Applying this formula, $15_{10} = 1111_2$ has four $1$'s, so after $15$ ms there are $2^4 = 16$ excited cells. For $65_{10} = 1000001_2$, there are two $1$'s, so there are $2^2 = 4$ excited cells. For $1000_{10} = 1111101000_2$, there are six $1$'s, giving $2^6 = 64$ excited cells. In general, the number of excited cells at time $t$ is $2^m$, where $m$ is the number of $1$'s in the binary expansion of $t$.

Lemma 4: Consider a circular chain of $N$ cells. The same propagation rules apply, but wavefronts eventually meet due to the finite geometry. If $N$ is a power of two, the pattern repeats periodically and the excitation persists indefinitely. If $N$ has an odd factor or is not a power of two, collisions eventually produce simultaneous signals at all positions, leading to extinction.

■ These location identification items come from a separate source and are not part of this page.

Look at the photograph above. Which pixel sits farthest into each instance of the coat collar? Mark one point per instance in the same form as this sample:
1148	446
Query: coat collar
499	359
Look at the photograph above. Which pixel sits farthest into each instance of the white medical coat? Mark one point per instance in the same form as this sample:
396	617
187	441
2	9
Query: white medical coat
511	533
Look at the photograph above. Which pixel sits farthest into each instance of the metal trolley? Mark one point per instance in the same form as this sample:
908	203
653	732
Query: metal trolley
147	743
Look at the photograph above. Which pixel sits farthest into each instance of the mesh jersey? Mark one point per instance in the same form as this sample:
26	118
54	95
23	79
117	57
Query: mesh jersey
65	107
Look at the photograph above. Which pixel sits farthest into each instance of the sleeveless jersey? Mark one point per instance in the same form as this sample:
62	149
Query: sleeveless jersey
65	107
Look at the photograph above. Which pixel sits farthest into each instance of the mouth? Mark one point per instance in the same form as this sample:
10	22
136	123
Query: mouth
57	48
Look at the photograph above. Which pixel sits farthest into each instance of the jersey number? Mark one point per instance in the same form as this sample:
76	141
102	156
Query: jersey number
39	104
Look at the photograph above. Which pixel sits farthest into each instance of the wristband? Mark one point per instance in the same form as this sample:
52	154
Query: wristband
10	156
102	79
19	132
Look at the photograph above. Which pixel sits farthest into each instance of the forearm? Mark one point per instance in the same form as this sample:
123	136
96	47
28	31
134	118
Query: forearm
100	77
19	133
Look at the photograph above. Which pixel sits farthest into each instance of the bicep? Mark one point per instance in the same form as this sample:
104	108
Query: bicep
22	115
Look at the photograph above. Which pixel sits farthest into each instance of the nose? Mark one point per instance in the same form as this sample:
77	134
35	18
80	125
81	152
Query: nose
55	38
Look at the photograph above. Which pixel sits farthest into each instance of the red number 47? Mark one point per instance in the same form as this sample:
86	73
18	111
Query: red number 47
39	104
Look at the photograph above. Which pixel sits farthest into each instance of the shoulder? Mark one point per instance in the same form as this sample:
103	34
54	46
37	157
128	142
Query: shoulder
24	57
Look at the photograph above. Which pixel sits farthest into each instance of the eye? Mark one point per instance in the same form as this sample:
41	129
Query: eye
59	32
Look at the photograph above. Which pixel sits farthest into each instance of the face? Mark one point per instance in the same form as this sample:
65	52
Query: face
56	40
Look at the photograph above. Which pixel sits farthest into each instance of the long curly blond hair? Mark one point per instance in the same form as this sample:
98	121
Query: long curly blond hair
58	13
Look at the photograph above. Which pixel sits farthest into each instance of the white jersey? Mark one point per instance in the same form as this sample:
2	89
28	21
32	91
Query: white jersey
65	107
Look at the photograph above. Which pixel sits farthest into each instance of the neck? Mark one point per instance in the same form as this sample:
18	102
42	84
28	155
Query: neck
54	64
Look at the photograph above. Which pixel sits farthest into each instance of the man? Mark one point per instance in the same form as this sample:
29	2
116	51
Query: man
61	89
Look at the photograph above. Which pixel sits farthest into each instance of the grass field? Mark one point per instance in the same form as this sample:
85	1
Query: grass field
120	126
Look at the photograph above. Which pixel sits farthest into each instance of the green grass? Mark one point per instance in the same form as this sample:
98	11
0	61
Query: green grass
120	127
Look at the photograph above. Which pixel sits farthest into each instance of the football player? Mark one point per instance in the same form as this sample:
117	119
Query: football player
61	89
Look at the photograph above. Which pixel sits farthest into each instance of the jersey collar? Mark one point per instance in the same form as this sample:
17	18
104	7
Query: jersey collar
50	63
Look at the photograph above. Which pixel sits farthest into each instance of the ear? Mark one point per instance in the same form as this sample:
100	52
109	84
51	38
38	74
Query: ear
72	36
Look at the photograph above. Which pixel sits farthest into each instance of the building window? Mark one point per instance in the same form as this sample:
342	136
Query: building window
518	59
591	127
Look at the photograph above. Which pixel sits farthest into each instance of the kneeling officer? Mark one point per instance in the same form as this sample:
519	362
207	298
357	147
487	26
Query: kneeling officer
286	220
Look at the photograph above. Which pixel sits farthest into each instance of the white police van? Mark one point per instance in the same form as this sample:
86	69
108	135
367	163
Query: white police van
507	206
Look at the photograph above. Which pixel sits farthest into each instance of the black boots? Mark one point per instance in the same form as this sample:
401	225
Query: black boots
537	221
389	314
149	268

The precise behavior is determined by the divisibility of $N$ and the binary expansion of $t$, but in all cases the pattern is either eventually periodic or dies out.

This completes the proof.

Verification of Key Steps

Lucas’s theorem modulo $2$ is central. For $t=5$, $101_2$, the number of excited cells is $2^2 = 4$. Computing paths explicitly, the distances $k=0,1,4,5$ satisfy $\binom{5}{k}$ odd: $\binom{5}{0}=1$, $\binom{5}{1}=5$, $\binom{5}{4}=5$, $\binom{5}{5}=1$. This confirms the formula.

For the circular chain, consider $N=4$ and initial excitation at one cell. At $t=1$, two neighbors are excited. At $t=2$, the two excitations from neighbors collide at opposite positions, resulting in extinction, confirming the assertion that certain $N$ lead to extinction.

Counting the binary digits and checking small $t$ explicitly provides an independent verification of the $2^m$ formula.

Alternative Approaches

One could simulate the evolution iteratively, computing excited cells at each time step, but this is inefficient for large $t$. Another approach is to derive a recurrence relation for the state of each cell and solve it as a linear system over $\mathbb{F}_2$, producing the same combinatorial result. The Pascal triangle modulo $2$ method is preferable because it directly yields a closed-form formula for the number of excited cells and connects naturally to the parity condition, avoiding extensive computation.